The premise, if you've not yet discovered it on Channel 7 Two, is that a family (taking in everything from couples with cats to couples with enormous numbers of children (plus Grandma) to Dads with grown daughters to candidates for Mother & Son) wants to move from a larger town (everything from London to a large village of 10,000 people) to The Country. In the version currently aired here, presenter Catherine Gee enters the fray to find said family four houses which might be suitable to their needs. Technically, said family is then supposed to fall in love with one of said houses and make an offer. Only they never do.

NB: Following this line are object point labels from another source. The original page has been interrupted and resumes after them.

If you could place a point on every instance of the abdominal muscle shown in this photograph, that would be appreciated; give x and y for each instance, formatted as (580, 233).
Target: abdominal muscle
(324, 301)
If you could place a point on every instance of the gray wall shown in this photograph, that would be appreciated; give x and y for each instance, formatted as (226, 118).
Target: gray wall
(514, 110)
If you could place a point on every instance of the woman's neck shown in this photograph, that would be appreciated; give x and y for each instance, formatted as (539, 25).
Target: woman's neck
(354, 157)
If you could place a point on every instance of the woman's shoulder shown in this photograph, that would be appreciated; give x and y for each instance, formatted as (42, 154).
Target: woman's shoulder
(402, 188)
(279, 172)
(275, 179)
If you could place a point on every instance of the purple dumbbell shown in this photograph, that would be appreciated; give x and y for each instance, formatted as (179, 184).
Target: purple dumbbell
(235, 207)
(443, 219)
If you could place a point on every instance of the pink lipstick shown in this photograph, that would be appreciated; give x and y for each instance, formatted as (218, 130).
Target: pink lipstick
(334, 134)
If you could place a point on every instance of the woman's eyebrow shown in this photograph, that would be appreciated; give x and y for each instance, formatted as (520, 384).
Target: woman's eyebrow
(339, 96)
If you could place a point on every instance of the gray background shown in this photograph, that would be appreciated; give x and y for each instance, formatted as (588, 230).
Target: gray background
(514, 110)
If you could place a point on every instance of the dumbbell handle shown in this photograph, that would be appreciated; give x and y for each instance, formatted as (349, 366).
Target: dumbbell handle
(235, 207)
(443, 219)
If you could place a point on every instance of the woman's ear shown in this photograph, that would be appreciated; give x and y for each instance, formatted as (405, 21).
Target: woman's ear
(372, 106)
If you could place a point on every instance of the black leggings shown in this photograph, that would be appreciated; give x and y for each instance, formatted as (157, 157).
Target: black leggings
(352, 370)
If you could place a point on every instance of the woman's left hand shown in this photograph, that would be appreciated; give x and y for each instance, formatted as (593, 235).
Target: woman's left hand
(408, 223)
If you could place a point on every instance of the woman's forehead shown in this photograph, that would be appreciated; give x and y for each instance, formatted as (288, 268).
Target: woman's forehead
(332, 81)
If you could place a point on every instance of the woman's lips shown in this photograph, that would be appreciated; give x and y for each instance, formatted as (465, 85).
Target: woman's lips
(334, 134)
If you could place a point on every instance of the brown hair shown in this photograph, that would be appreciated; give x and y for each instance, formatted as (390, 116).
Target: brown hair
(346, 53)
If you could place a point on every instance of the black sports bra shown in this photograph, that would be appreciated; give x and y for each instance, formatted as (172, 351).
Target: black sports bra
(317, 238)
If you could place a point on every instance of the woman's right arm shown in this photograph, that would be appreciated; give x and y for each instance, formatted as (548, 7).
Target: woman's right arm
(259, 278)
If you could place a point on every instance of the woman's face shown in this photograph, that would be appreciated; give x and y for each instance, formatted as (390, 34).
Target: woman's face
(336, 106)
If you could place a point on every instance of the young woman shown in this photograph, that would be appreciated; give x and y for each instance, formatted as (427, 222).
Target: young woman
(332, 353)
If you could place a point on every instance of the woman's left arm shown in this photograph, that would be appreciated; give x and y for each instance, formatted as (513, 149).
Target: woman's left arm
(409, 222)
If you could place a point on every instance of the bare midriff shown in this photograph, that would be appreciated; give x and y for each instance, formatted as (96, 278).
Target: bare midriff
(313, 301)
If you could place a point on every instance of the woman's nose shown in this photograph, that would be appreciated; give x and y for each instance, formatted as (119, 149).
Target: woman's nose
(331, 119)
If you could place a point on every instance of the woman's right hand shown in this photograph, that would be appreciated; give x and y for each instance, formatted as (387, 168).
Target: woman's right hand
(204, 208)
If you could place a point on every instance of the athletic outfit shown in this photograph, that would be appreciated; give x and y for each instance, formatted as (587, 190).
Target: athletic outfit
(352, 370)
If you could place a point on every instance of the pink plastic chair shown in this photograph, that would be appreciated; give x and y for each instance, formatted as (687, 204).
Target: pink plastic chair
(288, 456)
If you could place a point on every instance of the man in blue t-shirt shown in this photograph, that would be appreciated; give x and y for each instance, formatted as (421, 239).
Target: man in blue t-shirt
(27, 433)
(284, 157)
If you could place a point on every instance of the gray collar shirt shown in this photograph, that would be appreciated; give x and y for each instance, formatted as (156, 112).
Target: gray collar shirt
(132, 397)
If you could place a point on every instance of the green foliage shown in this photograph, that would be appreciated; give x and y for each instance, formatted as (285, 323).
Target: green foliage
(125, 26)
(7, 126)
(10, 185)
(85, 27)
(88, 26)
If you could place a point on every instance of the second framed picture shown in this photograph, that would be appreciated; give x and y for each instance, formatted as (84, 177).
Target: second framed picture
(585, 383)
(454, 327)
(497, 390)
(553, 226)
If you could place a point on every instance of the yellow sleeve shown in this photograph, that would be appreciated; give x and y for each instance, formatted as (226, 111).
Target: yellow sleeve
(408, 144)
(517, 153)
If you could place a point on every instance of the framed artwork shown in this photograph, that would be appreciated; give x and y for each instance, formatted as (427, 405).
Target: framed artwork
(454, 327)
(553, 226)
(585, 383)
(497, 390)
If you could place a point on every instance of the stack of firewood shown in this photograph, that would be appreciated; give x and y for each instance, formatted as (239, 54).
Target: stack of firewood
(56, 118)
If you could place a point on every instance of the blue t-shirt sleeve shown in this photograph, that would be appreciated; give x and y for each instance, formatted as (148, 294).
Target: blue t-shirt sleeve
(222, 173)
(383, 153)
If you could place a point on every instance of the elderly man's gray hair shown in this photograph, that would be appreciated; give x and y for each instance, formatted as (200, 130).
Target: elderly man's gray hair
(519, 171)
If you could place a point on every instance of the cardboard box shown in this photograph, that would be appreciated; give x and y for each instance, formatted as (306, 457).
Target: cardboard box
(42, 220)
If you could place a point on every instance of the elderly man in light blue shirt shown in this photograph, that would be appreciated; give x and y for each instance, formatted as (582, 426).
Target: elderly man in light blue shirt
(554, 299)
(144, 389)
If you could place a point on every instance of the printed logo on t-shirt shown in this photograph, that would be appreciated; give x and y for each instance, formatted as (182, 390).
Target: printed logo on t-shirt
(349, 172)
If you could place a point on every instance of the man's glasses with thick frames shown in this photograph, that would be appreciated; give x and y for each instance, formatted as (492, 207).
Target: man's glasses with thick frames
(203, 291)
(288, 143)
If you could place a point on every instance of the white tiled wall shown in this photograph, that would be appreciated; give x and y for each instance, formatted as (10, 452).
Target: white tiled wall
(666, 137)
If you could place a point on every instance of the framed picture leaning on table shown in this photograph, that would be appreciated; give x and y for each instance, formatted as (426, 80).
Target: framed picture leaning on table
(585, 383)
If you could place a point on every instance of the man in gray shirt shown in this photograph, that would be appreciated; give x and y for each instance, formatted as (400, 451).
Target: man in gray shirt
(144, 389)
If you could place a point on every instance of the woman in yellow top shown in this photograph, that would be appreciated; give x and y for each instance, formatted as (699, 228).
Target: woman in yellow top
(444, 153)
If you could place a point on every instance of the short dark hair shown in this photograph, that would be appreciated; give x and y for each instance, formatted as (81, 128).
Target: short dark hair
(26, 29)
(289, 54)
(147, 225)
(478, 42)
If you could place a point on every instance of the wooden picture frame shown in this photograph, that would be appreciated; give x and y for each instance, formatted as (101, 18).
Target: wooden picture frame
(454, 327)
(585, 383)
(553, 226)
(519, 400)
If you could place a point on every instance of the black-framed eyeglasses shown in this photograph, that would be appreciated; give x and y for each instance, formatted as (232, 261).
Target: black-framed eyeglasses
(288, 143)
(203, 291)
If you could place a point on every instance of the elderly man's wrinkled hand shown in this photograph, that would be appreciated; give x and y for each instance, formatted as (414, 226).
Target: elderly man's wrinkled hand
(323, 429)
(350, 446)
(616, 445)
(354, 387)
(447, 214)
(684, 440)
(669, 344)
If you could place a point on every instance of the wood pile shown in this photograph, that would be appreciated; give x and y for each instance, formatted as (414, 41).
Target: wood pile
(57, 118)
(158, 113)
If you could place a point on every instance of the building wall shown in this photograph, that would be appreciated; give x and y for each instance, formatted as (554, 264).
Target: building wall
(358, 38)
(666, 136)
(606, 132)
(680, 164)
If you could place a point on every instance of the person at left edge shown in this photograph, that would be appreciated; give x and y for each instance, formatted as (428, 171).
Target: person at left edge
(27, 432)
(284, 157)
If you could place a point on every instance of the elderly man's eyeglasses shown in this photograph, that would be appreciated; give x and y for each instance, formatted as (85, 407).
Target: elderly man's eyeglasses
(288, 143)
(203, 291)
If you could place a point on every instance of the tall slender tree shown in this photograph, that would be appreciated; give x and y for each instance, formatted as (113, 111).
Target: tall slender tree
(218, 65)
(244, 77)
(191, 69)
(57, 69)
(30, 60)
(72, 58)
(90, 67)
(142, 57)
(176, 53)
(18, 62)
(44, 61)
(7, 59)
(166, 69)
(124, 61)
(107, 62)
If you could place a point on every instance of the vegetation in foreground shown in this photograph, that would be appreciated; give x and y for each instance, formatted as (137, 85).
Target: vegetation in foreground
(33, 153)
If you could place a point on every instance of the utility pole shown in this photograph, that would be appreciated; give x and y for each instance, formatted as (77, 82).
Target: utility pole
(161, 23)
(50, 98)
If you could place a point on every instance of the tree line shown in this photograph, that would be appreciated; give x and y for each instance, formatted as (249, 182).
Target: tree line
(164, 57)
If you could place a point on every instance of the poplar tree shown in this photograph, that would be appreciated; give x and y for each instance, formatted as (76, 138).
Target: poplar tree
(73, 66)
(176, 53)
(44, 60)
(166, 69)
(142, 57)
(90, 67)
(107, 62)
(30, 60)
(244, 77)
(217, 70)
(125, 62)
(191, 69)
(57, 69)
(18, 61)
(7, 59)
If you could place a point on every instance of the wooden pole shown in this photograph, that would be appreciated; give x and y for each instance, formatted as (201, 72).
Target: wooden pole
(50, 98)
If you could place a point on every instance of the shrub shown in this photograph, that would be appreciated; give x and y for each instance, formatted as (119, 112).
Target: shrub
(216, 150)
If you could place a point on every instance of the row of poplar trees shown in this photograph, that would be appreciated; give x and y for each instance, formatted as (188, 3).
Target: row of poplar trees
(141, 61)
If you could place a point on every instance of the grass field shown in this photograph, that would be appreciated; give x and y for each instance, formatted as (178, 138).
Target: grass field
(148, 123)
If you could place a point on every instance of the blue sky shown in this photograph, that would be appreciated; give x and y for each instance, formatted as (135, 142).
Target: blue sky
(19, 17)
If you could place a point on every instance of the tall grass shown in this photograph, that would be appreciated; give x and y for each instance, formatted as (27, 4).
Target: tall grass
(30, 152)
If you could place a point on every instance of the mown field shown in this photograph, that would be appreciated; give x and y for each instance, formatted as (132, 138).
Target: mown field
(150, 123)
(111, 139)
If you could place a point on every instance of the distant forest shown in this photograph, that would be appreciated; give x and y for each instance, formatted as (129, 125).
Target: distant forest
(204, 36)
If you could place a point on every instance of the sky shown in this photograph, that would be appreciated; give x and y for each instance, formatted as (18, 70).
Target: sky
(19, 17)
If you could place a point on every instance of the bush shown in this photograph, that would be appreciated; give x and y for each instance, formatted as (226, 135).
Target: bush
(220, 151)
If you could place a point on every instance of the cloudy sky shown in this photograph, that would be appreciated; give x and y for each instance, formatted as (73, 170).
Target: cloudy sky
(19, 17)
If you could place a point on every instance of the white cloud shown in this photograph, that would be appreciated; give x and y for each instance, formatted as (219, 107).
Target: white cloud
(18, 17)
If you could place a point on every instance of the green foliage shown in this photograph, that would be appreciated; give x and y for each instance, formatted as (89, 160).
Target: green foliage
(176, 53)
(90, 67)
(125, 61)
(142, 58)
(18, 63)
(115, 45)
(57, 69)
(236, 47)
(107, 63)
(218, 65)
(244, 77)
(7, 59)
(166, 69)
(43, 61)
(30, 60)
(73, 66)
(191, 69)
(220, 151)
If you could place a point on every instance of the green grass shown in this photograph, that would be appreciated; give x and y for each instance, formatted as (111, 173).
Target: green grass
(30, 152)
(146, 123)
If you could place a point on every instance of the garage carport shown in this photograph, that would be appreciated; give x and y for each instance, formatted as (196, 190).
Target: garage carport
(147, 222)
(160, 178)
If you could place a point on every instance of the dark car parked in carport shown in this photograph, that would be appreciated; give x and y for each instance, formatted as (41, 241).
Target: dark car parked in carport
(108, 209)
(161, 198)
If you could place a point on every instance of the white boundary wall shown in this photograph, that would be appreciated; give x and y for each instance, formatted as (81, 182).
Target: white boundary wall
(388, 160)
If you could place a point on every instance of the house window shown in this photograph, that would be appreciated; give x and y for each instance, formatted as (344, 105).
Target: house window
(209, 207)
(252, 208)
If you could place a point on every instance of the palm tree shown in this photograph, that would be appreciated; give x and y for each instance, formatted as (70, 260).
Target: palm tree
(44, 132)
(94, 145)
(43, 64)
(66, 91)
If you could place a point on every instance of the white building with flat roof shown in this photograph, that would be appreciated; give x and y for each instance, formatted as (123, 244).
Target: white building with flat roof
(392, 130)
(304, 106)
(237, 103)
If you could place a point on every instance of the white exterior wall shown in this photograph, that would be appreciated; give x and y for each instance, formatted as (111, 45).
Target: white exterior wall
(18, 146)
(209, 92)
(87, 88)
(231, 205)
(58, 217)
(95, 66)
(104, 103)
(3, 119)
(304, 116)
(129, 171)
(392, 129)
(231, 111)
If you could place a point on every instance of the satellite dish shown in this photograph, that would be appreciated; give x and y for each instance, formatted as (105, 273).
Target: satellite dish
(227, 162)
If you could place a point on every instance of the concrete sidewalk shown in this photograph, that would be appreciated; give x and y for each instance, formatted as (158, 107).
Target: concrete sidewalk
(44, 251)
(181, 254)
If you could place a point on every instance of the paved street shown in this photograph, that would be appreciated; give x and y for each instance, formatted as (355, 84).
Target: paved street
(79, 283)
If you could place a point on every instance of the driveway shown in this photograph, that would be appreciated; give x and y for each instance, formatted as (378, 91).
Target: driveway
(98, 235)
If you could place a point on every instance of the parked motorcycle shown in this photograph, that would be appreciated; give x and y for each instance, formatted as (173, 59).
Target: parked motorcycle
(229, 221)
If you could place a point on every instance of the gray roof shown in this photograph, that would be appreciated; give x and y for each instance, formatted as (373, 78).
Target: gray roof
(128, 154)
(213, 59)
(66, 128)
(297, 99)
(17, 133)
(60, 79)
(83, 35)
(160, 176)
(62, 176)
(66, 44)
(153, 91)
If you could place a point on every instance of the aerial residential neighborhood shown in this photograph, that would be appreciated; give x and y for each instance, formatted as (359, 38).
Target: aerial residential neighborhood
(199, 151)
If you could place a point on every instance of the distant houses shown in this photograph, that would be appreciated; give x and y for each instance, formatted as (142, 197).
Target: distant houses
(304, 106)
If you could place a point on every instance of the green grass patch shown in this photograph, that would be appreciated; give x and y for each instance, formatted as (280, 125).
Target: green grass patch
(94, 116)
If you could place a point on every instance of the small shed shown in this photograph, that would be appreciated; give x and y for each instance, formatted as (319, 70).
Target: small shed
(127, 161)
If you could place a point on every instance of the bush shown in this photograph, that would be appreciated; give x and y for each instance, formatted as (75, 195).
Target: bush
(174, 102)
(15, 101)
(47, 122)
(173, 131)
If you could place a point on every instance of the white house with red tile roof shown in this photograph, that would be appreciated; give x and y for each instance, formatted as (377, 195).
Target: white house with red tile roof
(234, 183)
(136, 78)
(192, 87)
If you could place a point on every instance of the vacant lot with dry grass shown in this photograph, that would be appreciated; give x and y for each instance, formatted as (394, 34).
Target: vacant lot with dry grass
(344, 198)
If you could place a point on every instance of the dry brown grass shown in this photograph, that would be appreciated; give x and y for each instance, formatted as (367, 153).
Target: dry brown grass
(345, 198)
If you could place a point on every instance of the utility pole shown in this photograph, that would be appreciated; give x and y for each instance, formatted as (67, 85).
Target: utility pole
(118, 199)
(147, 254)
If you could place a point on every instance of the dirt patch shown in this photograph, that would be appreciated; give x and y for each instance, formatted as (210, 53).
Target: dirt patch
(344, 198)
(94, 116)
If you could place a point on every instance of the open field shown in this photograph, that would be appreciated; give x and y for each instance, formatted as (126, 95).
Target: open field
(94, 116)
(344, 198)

Catherine is unfailingly cheerful in her quest to fulfill the desires of 'My Family', as she calls them. Only once have I seen her calm demeanour slip. And it took an over-bleached blonde with an unflattering tan to do it. Something about putting mirrored tiles all over the dining room of a 17th Century cottage and inserting a full bar didn't agree with Catherine. But even then, only a faint mew of disgust and subtle roll of the eyes gave her away. And only to those of us who knew her well.
Each week, The Builder and I watch the endless parade of properties - invariably called Rose Cottage - and mentally rearrange the furniture, pulling out walls, and replanting gardens. We've discovered we're not 'Beamy' people. Beams usually mean low ceilings and that's not for us. And we're partial to an 'outbuilding', big windows and a 'downstairs cloakroom'.
Seriously, it's like a 10pm Friday night SBS movie for Real E-Stalkers like us. House porn. We're wed to the Fibro, but that doesn't stop us looking. Even at totally unsuitable properties from 2007 on the other side of the world. In fact, that's probably better than looking at totally unsuitable properties available locally - and now.
Why, just months ago I nearly fell for a one-bedroom renovated church. Fortunately, sanity intervened. Well, that and the fact that it wasn't named Rose Cottage.